Let $n$ be an odd positive integer, and let $x_1,x_2,\cdots ,x_n$ be non-negative real numbers. Show that \[ \min_{i=1,\ldots,n} (x_i^2+x_{i+1}^2) \leq \max_{j=1,\ldots,n} (2x_jx_{j+1}) \]where $x_{n+1}=x_1$.

Let $ABCD$ be a cyclic quadrilateral, and let diagonals $AC$ and $BD$ intersect at $X$.Let $C_1,D_1$ and $M$ be the midpoints of segments $CX,DX$ and $CD$, respecctively. Lines $AD_1$ and $BC_1$ intersect at $Y$, and line $MY$ intersects diagonals $AC$ and $BD$ at different points $E$ and $F$, respectively. Prove that line $XY$ is tangent to the circle through $E,F$ and $X$.

Let $m$ be a positive integer. Consider a $4m\times 4m$ array of square unit cells. Two different cells are related to each other if they are in either the same row or in the same column. No cell is related to itself. Some cells are colored blue, such that every cell is related to at least two blue cells. Determine the minimum number of blue cells.

Two circles $\omega_1$ and $\omega_2$, of equal radius intersect at different points $X_1$ and $X_2$. Consider a circle $\omega$ externally tangent to $\omega_1$ at $T_1$ and internally tangent to $\omega_2$ at point $T_2$. Prove that lines $X_1T_1$ and $X_2T_2$ intersect at a point lying on $\omega$.

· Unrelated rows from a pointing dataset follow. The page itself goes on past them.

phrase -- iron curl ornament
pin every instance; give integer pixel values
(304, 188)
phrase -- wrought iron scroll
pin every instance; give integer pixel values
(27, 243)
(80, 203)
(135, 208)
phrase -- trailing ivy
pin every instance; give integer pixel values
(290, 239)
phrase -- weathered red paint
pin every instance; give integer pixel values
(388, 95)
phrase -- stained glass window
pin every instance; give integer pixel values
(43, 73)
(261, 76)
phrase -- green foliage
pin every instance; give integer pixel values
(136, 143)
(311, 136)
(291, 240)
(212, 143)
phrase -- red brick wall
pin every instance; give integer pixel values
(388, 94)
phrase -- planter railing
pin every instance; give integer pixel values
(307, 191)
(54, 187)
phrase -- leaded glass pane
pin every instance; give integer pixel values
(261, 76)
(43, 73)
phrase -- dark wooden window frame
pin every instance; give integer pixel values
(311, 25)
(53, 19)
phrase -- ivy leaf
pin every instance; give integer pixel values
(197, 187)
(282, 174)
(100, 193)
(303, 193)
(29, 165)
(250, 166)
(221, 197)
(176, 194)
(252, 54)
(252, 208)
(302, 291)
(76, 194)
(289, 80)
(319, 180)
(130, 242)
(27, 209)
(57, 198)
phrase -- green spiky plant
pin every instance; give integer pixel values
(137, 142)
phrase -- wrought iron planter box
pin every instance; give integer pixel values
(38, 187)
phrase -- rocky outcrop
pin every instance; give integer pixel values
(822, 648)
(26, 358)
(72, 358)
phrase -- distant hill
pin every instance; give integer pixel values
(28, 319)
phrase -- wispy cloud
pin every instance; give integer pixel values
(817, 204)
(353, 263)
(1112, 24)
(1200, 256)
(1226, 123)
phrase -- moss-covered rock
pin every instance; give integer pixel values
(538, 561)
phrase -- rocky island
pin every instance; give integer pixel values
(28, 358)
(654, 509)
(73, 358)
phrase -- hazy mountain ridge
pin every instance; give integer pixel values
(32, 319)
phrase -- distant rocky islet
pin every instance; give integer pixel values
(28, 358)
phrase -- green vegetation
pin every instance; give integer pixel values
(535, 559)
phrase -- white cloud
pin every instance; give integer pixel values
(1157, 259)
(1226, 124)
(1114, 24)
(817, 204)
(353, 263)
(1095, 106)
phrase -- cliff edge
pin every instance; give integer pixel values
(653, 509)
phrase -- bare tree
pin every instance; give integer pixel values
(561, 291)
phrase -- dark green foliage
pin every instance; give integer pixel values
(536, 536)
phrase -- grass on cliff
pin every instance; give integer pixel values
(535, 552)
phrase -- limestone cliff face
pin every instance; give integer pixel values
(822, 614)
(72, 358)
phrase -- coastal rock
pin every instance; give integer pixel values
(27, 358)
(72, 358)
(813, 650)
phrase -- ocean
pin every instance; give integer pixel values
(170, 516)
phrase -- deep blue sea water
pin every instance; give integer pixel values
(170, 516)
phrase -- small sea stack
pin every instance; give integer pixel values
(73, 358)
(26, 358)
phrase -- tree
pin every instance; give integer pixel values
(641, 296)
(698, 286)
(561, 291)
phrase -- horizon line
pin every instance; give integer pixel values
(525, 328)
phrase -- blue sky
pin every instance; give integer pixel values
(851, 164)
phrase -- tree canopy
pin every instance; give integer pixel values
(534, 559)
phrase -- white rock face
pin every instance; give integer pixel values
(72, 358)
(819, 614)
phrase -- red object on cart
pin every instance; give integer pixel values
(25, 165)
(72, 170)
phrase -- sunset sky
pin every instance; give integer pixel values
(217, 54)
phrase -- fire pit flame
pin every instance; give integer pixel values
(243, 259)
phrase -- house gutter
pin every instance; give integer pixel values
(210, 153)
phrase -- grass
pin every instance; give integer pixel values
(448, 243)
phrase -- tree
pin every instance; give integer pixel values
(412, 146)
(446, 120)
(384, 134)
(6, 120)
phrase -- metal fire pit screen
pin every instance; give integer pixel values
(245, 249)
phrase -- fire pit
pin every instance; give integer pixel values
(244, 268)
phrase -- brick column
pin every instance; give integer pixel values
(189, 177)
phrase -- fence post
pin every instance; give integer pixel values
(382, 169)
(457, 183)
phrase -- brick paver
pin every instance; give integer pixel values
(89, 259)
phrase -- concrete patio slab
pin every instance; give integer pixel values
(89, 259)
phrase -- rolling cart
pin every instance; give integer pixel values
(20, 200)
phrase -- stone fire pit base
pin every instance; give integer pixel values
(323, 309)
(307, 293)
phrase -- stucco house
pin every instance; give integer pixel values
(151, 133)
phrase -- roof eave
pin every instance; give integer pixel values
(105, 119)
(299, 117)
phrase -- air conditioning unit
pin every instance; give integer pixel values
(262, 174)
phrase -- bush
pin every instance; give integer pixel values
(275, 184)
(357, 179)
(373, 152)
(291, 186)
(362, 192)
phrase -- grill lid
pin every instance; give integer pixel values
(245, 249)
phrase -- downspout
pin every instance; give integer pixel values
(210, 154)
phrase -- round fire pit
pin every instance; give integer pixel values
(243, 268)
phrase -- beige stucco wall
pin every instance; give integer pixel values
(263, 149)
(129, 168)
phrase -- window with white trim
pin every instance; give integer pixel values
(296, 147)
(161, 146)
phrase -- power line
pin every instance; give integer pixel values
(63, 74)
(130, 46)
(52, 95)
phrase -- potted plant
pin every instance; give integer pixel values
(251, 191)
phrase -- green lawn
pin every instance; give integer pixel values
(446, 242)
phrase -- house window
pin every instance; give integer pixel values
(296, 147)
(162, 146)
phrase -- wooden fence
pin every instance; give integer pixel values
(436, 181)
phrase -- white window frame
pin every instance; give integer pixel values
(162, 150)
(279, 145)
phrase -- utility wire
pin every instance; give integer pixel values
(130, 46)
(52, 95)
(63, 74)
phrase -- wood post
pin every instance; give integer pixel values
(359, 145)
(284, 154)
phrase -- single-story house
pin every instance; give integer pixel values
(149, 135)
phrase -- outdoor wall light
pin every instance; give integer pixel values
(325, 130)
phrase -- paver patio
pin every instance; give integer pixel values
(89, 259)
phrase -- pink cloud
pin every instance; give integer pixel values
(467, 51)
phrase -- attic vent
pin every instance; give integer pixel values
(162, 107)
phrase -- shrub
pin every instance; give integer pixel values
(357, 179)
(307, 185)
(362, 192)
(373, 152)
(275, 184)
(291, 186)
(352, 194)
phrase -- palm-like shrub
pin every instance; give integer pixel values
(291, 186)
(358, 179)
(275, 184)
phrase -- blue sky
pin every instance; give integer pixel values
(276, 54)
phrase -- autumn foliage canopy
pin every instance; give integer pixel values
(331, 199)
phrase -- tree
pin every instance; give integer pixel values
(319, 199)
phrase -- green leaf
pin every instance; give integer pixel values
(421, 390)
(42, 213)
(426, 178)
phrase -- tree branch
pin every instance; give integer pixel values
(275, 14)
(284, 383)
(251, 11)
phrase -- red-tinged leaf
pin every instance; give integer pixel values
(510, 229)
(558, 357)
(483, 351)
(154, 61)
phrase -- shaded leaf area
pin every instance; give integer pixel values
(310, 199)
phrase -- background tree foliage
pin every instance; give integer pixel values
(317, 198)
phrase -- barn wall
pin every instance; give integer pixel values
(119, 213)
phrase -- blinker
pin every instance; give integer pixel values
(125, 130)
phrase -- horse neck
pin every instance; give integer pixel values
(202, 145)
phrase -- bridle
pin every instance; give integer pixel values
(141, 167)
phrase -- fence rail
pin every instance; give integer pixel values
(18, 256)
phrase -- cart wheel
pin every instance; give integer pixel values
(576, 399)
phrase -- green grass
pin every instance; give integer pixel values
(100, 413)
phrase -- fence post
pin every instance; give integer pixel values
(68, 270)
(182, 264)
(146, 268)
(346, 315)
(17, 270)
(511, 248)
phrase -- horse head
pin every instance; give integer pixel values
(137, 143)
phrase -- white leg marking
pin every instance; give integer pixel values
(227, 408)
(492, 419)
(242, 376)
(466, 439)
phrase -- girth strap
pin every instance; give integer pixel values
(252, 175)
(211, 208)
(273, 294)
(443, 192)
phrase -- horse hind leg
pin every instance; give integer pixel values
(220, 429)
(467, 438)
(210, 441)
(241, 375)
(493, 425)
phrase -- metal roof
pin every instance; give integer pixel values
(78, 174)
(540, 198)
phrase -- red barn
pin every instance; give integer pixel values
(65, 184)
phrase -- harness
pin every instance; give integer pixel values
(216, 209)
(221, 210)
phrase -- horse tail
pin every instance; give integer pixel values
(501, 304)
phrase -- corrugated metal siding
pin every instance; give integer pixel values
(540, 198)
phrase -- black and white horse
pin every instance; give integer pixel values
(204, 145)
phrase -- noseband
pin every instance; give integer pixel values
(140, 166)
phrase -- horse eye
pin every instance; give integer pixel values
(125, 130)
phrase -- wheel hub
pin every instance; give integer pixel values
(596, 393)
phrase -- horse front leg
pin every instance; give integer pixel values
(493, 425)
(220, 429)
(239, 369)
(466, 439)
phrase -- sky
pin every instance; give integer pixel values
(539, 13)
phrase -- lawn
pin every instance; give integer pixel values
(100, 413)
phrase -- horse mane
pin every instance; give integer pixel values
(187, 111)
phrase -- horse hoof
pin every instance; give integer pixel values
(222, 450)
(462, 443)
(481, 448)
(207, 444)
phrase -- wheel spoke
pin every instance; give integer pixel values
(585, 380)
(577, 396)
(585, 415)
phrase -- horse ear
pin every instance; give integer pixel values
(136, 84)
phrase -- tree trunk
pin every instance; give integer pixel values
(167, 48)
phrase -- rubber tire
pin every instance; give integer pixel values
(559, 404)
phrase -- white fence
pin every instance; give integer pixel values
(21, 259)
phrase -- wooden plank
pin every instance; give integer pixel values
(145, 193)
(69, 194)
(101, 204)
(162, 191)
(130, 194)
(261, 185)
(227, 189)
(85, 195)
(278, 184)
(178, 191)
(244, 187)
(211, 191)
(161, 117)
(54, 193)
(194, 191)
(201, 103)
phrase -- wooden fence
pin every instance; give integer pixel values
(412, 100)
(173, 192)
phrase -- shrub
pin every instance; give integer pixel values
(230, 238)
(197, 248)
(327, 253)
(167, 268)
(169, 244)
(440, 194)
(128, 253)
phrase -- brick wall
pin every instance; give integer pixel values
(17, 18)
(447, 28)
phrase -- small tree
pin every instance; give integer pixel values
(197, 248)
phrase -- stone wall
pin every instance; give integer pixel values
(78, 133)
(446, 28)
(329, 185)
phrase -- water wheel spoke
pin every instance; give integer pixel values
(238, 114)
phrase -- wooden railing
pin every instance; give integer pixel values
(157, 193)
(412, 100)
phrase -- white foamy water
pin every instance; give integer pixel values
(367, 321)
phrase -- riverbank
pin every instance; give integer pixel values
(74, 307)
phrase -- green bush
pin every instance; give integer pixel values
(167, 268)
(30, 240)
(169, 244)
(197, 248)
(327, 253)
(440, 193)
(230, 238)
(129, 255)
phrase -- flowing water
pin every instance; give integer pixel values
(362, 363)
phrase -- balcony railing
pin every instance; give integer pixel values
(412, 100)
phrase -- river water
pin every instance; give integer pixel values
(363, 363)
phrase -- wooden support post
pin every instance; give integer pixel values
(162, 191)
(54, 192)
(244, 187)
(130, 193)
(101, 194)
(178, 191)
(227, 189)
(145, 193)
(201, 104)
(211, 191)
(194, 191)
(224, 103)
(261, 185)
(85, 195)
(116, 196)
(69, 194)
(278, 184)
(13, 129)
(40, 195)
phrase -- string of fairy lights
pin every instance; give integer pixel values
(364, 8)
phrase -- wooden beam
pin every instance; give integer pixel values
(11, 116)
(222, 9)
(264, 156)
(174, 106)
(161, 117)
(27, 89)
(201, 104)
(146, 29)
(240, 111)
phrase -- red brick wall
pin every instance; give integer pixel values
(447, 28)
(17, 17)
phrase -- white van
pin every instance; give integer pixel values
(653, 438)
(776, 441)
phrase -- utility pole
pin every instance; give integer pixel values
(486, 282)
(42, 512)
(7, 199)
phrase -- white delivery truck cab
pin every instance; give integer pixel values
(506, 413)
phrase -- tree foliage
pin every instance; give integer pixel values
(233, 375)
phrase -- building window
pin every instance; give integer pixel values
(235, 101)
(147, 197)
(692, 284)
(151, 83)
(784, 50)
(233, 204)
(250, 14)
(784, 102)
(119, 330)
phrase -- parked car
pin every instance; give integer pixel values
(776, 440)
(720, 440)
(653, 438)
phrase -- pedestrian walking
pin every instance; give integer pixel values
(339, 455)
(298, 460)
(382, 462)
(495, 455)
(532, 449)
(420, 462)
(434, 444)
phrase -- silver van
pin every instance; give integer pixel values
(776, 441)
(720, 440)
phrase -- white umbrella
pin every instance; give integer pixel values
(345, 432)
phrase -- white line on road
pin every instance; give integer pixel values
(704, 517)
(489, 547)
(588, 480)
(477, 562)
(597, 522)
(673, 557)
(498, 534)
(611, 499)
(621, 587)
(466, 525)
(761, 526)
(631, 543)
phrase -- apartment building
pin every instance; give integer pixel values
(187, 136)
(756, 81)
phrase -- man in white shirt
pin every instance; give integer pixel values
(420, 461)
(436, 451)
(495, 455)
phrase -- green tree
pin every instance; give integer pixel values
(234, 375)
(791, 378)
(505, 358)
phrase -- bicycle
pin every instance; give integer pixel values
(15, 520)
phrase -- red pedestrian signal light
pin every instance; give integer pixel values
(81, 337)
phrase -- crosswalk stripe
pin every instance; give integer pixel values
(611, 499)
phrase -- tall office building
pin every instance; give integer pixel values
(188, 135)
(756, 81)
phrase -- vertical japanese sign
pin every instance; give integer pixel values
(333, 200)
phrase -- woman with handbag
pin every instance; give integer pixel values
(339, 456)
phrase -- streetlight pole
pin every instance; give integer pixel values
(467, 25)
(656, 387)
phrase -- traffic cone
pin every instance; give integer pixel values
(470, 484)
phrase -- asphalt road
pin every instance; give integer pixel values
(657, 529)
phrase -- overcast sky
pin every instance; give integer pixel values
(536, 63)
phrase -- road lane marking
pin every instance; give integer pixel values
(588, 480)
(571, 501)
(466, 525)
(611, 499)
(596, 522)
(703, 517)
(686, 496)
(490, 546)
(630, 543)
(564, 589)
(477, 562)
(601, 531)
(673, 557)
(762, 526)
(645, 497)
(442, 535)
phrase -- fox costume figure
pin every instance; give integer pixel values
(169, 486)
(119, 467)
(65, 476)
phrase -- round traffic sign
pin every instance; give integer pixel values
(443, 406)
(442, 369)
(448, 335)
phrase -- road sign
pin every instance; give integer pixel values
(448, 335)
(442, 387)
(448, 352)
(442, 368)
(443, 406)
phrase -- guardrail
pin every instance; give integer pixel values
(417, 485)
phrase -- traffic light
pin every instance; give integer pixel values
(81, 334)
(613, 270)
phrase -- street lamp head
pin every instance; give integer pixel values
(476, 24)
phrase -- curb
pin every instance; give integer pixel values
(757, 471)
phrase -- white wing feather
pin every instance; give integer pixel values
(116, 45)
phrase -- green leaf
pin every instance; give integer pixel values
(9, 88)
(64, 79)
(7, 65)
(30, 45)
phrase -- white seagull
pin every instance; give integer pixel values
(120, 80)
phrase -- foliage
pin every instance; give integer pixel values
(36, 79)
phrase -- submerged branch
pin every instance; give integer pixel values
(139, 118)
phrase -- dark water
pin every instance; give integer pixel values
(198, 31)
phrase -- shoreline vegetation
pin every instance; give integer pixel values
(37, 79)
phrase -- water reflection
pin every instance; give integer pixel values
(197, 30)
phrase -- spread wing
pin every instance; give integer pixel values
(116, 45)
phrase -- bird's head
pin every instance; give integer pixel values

Let $k$ and $n$ be integers such that $k\ge 2$ and $k \le n \le 2k-1$. Place rectangular tiles, each of size $1 \times k$, or $k \times 1$ on a $n \times n$ chessboard so that each tile covers exactly $k$ cells and no two tiles overlap. Do this until no further tile can be placed in this way. For each such $k$ and $n$, determine the minimum number of tiles that such an arrangement may contain.

Let $S$ be the set of all positive integers $n$ such that $n^4$ has a divisor in the range $n^2 +1, n^2 + 2,...,n^2 + 2n$. Prove that there are infinitely many elements of $S$ of each of the forms $7m, 7m+1, 7m+2, 7m+5, 7m+6$ and no elements of $S$ of the form $7m+3$ and $7m+4$, where $m$ is an integer.